Memorial Service for Henry Regnery

St. Chrysostom Church

Chicago, Illinois


I wish to speak with you about the way in which Henry put on immortality
rather than what he did to become famous. We are all of us beneficiaries
of Henry’s actions in the public realm. Those deeds are the stuff
of obituary notices. They do not give us the man, however, and
report only those deeds that are of public interest. They are
the fabric of history and not the essence of immortality. These
reports can not give us the man we loved and respected. They can
not teach us what we ought to learn and remember from Henry’s
life.


That as a publisher he lived much in the public eye and acted
in the public interest is deceptive for his nature was essentially
contemplative, and among the writers he reverenced and read, Plato,
Meister Eckhardt and St. John of the Cross, he crossed the boundary
from contemplation to mysticism. He greatly admired TS. Eliot
and he liked to quote a friend who said that Eliot was "a
saint." Henry understood what being a saint meant; that it
was often aspiration of the most intense sort rather than achievement–aspiration
and attunement to the Divine without which there can be no center
to our lives.


Henry was spirited, a "pneumatic" man in the Greek-Stoic
and Christian sense. To spend any time at all with him was to
be caught up in his enthusiasms which now and then had something
of the character of the enthusiasms of Mr. Toad in The Wind
in the Willows.
There were always great projects, exciting
new manuscripts to read, the dream of buying an added forty acres
of land, of planting a vineyard and making wine, or the special
trees he planted and tended.


One of the collects of the day repeatedly recited in the course
of the year begins, "God our Father, You created us for joy.
However, disappointment and sorrow accompany our lives."
Henry’s life was not an exception to this Christian affirmation
of the mystery of the Cross. There were disappointments and sorrows
in plenty which Henry transmuted into laughter and if not joy,
into gratitude. After recounting a particularly heavy run of difficulties
and sorrows Henry would add triumphantly, "but we have much
to be grateful for." This constant refrain in his conversation
and letters was an affirmation of his abiding trust and gratitude.

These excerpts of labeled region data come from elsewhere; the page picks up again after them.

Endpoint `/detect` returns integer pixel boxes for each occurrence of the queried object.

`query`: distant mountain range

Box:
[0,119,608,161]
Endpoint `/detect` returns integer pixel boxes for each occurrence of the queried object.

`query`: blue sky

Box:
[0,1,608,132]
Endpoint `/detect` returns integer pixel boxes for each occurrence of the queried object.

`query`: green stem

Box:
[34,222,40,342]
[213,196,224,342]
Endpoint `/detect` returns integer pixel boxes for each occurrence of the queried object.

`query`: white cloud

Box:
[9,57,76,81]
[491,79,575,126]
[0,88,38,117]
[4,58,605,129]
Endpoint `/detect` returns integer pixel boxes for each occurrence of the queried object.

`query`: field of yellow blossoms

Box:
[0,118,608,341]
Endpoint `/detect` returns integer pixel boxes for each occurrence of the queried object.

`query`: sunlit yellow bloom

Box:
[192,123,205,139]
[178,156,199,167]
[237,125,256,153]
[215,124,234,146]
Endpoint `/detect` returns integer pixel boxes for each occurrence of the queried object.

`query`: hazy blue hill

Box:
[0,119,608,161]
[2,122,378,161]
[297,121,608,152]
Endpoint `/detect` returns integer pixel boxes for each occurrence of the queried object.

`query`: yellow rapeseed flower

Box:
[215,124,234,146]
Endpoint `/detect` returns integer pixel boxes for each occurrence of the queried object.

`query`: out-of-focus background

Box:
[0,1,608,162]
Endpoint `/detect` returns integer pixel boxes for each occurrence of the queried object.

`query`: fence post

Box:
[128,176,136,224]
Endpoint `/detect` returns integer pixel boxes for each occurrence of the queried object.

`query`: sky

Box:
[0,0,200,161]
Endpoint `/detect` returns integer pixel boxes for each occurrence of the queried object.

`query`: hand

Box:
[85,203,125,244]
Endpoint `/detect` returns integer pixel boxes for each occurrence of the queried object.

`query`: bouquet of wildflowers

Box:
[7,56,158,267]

Henry’s interest in literature, art, and especially gardening
and music were not simply aesthetic enthusiasms but ways in which
he touched the seamless robe of the eternal. To these things he
brought a passionate quest for order, harmony and beauty. This
quest he physically enacted. He was never simply a spectator and
consequently when he could no longer make music he did not want
to listen to it on the CD player.


He was an accomplished musician but in this, as in all of his
other undertakings he was a man of great humility always believing
that someone else could bring a greater mastery to the task than
he could. It was not that he distrusted his own powers but rather
that he was not vainglorious, and respected so profoundly the
abilities of others. This deep humility amounted nearly to undervaluation
of his own achievements.


Henry’s personality was one in which charity and love prevailed.
His generosity of spirit was equaled only by his expenditure of
money and time in behalf of people and worthy causes. About these
he was very quiet so that his left hand did not know what his
right hand was doing. His capacity for friendship and love was
extraordinary as was his contempt for mean and uncharitable conversation.


He had taken the admonition of St. Paul seriously: "Whatever
is true, honorable, just, pure, lovely, gracious, if there be
any excellence, if there by anything worthy of praise, think about
these things."


In remembering Henry we call to mind the quality of Henry’s life
and we model our own on these sure virtues.